With so much to see and do in Delhi it was hard to choose my favourites but here is what I recommend if you are here for a short time. You will need to plan an itinerary as Delhi is vast and lots of things are  spread out. I did hire a driver on one day which I would recommend if you plan to cover a lot of areas.

New Delhi Railway Station – One of the busiest and largest stations I saw throughout my travels in India, we arrived to a sea of bag carriers, taxi and rickshaw drivers playing spot the tourist before I had even stepped off the train. A very interesting place once you are part of the buzz with a taxi booth outside which we used for a fair price. There is a tourist booking office upstairs which can be busy but I highly recommend stopping here to book any future journeys by train in advance if possible. There is also a café opposite it serving delicious and very cheap food and tasty chai. Check out my post on travel in India for further details.



The Red Fort – This breath-taking fort is surrounded by an 18metres high wall, houses a museum and a small market as well as the incredible architecture and beautiful gardens. Allow at least a few hours to explore inside and don’t miss the bullet holes on entering Lahore Gate from 1857 Siege of Delhi.


India Gate – A memorial for the 82,000 Indian soldiers who died during the First World War with many of their names inscribed within the gate. Not to be mistaken with the Gateway of India in Mumbai.


National Museum – Delhi has multiple museums and it was a struggle deciding on which one to visit. This one is has antiques from the silk route, musical instruments and most memorably a suit of armour for an elephant, so there is truly something for everyone and it is the perfect way to fill a rainy afternoon.

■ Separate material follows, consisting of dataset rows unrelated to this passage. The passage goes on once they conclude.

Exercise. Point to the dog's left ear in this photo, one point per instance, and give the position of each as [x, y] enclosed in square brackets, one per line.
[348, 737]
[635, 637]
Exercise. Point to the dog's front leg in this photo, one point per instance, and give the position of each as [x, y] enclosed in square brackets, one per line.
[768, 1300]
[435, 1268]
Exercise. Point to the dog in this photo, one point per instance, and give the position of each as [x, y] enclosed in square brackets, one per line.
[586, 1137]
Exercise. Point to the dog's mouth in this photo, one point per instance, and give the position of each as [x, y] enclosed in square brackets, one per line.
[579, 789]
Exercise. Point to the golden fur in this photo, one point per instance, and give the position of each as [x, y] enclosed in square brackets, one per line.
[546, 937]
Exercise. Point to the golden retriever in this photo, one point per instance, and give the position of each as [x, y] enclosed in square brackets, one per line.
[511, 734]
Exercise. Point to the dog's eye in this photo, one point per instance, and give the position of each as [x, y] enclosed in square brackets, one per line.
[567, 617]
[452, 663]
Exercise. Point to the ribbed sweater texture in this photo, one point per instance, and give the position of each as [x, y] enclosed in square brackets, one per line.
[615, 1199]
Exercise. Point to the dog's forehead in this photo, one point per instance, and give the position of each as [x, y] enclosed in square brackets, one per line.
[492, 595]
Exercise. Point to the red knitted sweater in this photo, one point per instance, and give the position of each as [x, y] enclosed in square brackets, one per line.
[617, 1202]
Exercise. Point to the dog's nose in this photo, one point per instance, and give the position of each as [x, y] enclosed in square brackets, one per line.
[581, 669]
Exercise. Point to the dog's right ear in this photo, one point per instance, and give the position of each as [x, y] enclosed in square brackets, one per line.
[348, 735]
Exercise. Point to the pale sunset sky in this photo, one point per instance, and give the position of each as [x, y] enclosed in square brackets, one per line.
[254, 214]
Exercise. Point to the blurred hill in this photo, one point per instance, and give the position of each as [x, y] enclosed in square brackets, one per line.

Qutb Minar – You will see what is apparently the tallest brick minaret in the world as you approach these extraordinary ruins. Once closer the carved calligraphy makes this a must see stop in your tour of Delhi and despite being charged a very hefty ‘tourist price’ for a lemon soda from one of the vendors before entering this was probably my favourite sight in Delhi. It is also a listed UNESCO world heritage site.


Lotus Temple – Shaped like a lotus flower this is certainly the most unusual temple I have ever seen. As it is a Bahá’í House of Worship it is open to all regardless of religion however you do have to leave your shoes outside. Incredibly the marble petals came from Greece as individual pieces and have been constructed together to make this incredible architecture.  To add to the almost futuristic feel the building is surrounded by ponds and gardens. Inside it has a very modern feel with television screens whilst readings and prayers can be read out to visitors no sermons take place in the temple.


Saleem Baalak Trust – Set up 28 years ago this charity provides food, security, health, education and love for thousands of children living on the streets. The ‘City Tour Walk’ is guided by former street children so is an insightful and personal account of the harsh realities they can face. After the tour we were taken back to the centre to meet some of the children they are currently working with. Learning about the work they do is heart-warming and seeing those smiling faces eager to pose for the camera is one of the most memorable experiences throughout my time in India. You can learn more about the charity at http://www.salaambaalaktrust.com/

*I did not receive any payment from anyone to write this post. All thoughts are from my own personal experience.